In this thesis we study aspects at the interplay of holography, quantum field theory and quantum simulation with tensor network and related techniques. The discussion is divided in three parts. In the first introductory part, we describe the necessary background of the gauge/gravity duality as well as tensor network methods and algorithms for our work.
The second part focuses on simulations of quantum spin chain models to extract properties of (1+1)-dimensional quantum field theories at zero and finite temperature. We review relevant aspects of quantum chromodynamics and heavy-ion collisions, which primarily motivate our work. Subsequently we present a new method that combines matrix product operator simulations with a signal analysis method, allowing us to make ab initio predictions about the thermal response in nonintegrable interacting quantum field theories.

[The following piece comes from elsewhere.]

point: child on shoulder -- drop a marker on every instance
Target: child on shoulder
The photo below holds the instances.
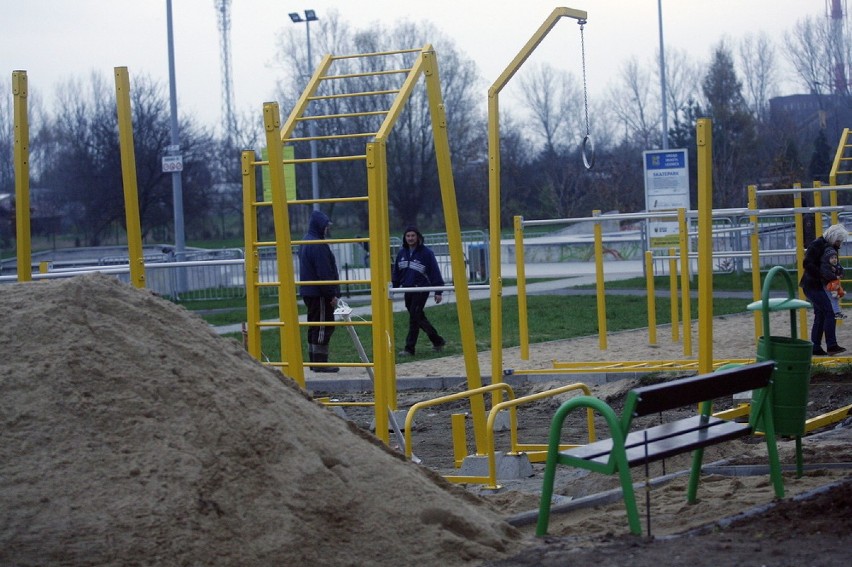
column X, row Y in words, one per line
column 833, row 272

We then extend this line of research by employing scaling operators originating from an analytic wavelet solution of the multiscale entanglement renormalization ansatz. Based on this alternative discretization scheme, we calculate dynamical correlation functions in a coarsegrained system and compare them to the ones for the bare Ising model. Partially motivated by these considerations, we subsequently discuss the effect of meson melting, which describes the thermally induced breaking of nonperturbative bound states in a medium. Phenomenological approaches for its understanding from the quantum chromodynamics side as well as holographic models are reviewed. We introduce a new paradigm for the description of meson melting by analyzing entanglement entropies in a static and dynamical setting for the nonintegrable ferromagnetic phase of the Ising quantum field theory. We explain observed features at high enough temperatures through the fact that meson states in the quantum many-body system are melted and argue that the considered entanglement measures can serve as a witness of that process. In the last project of this part of the thesis, we explore the capabilities of analog quantum simulations with trapped ions to detect relativistic meson spectra, and present a method for its experimental realization on current devices via absorption spectroscopy.
The third part of this thesis deals with complexity as a quantum information quantity, which quantifies the difficulty of realizing a quantum circuit. We review its computational definition and recently proposed holographic interpretations of it. We then give an overview of two approaches, circuit complexity and path integral optimization, to understand complexity for quantum field theories. We unify these two concepts by showing that path integral complexity arises as an approximation to a particular choice in the circuit approach to complexity. We discuss this result in the context of quantum gravity through discrete tensor network interpretations of the gauge/gravity duality based on the multiscale entanglement renormalization ansatz.